According to Stallman, the bill strips state and local governments within the Chesapeake Bay Watershed of their authority under the Clean Water Act and grants it instead to the Environmental Protection Agency.
“By granting EPA the authority to issue what are called Total Maximum Daily Loads (TMDL) without allowing states the opportunity to address water issues, this bill would give EPA greater control over land-use decisions that should be made at the local level,” Stallman said.
E15 approved for newer vehicles
The Environmental Protection Agency has approved E15, gasoline blended with up to 15 percent ethanol, for model year 2007 and newer cars and light-duty trucks.
A second decision by EPA on the use of E15 (for model year 2001 to 2006 cars and light-duty trucks) will be made after additional Department of Energy testing is completed.
Farm Bureau and a diverse coalition of renewable energy supporters worked to press government officials to do everything in their power to expedite the approval process for E15.
Video outlines farm bill debate
The AFBF Public Relations Department has produced a 21-minute video highlighting the major issues involved in the next farm bill debate.

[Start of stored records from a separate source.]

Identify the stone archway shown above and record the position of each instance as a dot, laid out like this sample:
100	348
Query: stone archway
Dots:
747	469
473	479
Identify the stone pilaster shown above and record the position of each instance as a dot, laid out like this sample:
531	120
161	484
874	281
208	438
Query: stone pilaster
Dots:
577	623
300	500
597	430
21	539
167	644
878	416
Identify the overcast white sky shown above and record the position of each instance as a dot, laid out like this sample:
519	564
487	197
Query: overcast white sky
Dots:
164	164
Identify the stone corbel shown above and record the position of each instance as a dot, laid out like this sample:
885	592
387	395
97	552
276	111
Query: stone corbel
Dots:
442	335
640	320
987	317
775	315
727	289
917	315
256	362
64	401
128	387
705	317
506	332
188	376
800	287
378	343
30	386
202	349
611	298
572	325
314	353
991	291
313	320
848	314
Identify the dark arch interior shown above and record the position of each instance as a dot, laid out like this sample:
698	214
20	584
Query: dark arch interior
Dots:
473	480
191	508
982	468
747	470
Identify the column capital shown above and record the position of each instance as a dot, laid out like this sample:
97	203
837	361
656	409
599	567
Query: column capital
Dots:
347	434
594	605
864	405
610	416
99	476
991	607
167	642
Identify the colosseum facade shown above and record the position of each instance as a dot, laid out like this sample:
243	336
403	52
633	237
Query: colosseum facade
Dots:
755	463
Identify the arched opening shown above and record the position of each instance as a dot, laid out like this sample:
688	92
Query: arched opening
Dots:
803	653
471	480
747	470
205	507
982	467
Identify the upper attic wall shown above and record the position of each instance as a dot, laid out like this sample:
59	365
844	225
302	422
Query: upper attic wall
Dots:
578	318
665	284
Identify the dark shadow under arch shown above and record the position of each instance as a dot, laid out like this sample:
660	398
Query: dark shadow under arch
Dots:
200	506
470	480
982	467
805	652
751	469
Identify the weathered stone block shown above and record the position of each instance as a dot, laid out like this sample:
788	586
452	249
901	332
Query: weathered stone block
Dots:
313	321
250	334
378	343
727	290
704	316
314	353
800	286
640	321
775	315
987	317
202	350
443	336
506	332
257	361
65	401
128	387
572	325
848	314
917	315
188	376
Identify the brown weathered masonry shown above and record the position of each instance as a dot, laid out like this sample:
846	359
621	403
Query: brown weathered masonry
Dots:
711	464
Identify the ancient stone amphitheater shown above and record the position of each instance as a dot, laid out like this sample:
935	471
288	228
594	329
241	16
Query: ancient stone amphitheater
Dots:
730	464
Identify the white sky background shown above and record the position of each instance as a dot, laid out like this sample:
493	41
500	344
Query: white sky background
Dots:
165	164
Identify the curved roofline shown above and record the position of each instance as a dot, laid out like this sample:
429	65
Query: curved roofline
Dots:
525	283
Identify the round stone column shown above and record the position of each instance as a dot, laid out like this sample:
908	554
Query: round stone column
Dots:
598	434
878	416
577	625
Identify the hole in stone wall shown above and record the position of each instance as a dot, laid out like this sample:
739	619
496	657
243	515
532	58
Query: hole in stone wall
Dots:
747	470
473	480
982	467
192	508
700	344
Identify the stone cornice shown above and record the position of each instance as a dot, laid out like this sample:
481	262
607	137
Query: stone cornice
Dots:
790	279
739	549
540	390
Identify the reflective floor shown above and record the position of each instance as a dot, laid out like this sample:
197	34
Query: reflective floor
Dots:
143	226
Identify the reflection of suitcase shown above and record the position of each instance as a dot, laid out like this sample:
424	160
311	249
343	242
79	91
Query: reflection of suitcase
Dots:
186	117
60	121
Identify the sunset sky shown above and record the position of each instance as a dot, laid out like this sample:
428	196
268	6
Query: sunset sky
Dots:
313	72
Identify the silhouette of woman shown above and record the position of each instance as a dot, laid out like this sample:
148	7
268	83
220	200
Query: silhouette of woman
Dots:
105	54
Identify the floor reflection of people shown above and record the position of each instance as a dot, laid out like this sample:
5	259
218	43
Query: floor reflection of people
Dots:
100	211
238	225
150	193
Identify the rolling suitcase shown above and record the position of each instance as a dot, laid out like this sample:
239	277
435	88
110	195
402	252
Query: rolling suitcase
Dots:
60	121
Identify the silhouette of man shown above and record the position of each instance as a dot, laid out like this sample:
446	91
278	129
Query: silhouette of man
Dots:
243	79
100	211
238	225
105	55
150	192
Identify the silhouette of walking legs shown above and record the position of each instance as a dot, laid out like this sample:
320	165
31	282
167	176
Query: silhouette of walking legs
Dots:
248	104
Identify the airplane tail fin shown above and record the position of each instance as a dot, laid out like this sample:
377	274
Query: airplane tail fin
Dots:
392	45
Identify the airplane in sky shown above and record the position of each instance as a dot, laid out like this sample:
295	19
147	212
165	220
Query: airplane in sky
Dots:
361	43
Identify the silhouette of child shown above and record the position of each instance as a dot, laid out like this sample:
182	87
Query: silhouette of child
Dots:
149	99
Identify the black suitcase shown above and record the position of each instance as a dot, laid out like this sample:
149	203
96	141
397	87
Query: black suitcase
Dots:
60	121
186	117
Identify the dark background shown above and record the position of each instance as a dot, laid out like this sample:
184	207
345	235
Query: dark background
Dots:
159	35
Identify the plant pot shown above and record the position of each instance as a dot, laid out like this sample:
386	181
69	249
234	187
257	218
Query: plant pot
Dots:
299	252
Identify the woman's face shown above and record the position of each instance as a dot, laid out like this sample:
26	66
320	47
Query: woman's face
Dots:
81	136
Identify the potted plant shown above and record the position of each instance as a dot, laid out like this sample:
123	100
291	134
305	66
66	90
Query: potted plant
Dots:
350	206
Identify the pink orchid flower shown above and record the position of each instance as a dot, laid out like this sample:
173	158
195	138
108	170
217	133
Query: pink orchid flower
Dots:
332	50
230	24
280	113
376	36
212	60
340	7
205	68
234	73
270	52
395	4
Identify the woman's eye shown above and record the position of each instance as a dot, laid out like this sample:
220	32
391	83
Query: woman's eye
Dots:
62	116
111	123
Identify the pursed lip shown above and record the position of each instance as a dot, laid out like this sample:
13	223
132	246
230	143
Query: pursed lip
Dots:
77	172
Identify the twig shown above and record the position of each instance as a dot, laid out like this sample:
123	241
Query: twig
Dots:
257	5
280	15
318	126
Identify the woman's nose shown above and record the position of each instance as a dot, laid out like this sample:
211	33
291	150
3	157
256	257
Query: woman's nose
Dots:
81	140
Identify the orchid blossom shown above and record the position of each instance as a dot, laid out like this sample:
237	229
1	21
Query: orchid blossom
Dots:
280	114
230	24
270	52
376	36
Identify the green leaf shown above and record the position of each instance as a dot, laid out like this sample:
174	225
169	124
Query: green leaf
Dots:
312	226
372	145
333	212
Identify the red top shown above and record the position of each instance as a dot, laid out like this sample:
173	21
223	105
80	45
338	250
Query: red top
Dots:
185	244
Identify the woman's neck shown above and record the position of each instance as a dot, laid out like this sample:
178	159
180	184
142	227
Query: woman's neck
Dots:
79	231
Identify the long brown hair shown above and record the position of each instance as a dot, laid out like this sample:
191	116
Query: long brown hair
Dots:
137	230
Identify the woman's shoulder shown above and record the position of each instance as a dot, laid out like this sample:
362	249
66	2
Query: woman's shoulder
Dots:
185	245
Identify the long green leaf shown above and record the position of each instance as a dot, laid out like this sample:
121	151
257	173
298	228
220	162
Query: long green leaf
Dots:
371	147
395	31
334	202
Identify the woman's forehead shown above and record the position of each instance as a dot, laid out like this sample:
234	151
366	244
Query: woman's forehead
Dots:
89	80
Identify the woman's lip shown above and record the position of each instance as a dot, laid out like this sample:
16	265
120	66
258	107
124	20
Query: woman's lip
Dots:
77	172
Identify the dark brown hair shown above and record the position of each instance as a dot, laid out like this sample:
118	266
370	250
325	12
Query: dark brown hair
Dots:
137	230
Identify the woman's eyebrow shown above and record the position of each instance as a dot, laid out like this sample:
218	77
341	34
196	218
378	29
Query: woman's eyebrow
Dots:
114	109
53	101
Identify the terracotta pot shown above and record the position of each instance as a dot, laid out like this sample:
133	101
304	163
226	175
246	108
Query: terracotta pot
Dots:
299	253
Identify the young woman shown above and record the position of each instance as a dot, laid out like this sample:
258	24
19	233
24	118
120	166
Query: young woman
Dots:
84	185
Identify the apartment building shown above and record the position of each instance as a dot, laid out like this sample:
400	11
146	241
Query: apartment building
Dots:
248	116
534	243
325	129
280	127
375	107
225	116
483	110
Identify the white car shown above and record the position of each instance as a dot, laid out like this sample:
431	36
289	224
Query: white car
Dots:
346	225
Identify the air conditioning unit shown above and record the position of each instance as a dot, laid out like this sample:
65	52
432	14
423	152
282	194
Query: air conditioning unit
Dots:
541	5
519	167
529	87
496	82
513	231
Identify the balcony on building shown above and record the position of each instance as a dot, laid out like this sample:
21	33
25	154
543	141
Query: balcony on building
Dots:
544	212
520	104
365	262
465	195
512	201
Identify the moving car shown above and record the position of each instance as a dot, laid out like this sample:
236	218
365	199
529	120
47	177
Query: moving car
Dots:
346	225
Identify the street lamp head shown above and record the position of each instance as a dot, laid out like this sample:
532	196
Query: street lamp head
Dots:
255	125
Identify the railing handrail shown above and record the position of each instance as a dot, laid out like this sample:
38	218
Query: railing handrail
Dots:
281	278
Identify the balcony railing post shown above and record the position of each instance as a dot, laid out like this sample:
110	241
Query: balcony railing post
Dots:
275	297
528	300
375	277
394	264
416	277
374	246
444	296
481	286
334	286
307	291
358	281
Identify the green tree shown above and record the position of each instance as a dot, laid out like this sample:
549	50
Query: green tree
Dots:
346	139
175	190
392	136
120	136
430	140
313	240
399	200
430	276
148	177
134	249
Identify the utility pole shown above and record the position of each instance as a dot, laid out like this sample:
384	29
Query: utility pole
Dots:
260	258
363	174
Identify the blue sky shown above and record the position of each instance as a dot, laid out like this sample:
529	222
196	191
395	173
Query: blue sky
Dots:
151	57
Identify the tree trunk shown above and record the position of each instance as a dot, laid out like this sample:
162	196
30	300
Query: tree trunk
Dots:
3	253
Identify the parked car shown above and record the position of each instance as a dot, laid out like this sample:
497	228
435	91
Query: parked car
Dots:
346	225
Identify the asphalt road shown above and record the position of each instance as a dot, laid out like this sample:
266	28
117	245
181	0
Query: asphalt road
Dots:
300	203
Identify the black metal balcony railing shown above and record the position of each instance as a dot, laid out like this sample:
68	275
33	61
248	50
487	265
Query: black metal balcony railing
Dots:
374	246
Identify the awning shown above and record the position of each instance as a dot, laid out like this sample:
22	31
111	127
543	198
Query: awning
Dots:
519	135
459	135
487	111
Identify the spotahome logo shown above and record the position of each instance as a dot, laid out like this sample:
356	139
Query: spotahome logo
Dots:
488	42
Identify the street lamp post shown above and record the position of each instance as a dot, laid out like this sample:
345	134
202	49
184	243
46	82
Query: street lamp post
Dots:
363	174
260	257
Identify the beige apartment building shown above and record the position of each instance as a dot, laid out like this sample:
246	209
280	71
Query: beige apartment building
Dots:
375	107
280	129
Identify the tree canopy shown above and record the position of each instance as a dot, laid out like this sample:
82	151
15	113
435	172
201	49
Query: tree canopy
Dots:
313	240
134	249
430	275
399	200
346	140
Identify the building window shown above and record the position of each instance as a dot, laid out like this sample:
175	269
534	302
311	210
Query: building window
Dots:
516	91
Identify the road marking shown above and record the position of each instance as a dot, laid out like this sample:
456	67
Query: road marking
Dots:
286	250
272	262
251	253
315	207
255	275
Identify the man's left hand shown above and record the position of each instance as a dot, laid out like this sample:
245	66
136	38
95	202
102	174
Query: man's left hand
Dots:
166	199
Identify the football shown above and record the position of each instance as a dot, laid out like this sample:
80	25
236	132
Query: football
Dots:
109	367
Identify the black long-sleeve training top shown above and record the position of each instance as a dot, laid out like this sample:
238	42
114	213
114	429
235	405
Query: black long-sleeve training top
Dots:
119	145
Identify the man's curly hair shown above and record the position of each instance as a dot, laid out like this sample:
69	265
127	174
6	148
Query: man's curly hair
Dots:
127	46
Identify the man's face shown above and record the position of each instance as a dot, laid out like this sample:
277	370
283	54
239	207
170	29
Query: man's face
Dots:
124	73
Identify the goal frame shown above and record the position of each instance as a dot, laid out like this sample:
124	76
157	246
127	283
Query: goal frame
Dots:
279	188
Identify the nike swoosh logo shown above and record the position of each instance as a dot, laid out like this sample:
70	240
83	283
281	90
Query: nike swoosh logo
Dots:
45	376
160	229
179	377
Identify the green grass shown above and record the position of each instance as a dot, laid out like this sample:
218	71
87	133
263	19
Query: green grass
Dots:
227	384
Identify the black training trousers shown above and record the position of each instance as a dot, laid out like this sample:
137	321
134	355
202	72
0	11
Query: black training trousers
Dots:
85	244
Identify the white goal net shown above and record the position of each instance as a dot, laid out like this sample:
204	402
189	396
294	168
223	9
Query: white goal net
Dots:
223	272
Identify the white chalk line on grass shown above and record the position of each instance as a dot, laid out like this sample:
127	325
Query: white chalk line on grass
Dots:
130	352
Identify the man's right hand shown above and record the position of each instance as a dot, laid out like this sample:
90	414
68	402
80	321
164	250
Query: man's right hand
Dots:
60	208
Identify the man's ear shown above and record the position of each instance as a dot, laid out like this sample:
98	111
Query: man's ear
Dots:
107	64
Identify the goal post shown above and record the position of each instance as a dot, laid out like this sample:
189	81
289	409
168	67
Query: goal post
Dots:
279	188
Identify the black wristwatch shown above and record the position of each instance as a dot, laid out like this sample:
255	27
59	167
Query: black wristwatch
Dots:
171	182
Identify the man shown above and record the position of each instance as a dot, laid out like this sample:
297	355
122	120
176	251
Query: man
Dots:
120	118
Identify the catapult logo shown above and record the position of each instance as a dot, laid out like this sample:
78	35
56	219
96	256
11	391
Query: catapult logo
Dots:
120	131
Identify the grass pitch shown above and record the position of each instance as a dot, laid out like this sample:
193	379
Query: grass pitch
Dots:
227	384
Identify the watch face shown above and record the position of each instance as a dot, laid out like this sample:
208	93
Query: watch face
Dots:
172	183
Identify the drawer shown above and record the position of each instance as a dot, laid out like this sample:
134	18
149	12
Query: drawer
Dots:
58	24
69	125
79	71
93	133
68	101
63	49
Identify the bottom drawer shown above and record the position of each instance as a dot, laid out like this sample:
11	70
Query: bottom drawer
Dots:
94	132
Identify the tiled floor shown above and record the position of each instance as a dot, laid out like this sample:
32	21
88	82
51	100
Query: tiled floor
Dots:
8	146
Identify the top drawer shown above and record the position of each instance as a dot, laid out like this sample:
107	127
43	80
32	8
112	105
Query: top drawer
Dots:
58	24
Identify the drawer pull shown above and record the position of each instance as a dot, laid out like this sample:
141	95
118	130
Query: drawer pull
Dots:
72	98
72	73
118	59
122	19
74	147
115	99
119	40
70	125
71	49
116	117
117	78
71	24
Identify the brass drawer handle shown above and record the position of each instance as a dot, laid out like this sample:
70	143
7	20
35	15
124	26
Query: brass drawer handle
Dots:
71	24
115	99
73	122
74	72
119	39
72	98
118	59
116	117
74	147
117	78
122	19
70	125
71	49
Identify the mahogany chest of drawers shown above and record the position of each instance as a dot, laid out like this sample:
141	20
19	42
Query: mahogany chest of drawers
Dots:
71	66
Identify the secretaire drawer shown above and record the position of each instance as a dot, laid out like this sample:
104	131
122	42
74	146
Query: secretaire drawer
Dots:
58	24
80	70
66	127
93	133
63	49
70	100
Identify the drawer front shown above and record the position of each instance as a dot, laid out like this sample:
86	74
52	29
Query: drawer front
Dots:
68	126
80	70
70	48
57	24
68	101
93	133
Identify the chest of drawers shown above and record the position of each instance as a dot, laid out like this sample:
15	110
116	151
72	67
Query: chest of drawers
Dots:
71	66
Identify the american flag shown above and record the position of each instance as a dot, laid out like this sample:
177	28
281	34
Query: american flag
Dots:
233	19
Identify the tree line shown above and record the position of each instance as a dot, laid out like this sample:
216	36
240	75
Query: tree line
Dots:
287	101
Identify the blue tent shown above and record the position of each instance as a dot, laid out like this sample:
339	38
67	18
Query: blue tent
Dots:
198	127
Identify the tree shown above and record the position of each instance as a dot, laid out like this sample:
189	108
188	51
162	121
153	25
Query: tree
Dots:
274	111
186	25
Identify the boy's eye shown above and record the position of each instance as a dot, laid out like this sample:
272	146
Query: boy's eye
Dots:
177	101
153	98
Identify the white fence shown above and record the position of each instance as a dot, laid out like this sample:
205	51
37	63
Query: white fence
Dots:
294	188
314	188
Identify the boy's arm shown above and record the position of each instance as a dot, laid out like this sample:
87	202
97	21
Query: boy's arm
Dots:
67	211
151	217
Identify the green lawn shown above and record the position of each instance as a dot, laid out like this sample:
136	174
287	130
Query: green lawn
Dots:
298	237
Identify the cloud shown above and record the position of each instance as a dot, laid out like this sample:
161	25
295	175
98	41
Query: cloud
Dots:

The video features AFBF President Bob Stallman, AFBF Executive Director of Public Policy Mark Maslyn and AFBF Chief Economist Bob Young. Watch it at the link above.
OFBF is engaging with Midwestern state Farm Bureaus, university specialists and AFBF in an effort to develop a regionally supported set of farm policy recommendations. The organization will be working to get input from members on farm support programs, dairy policy and conservation.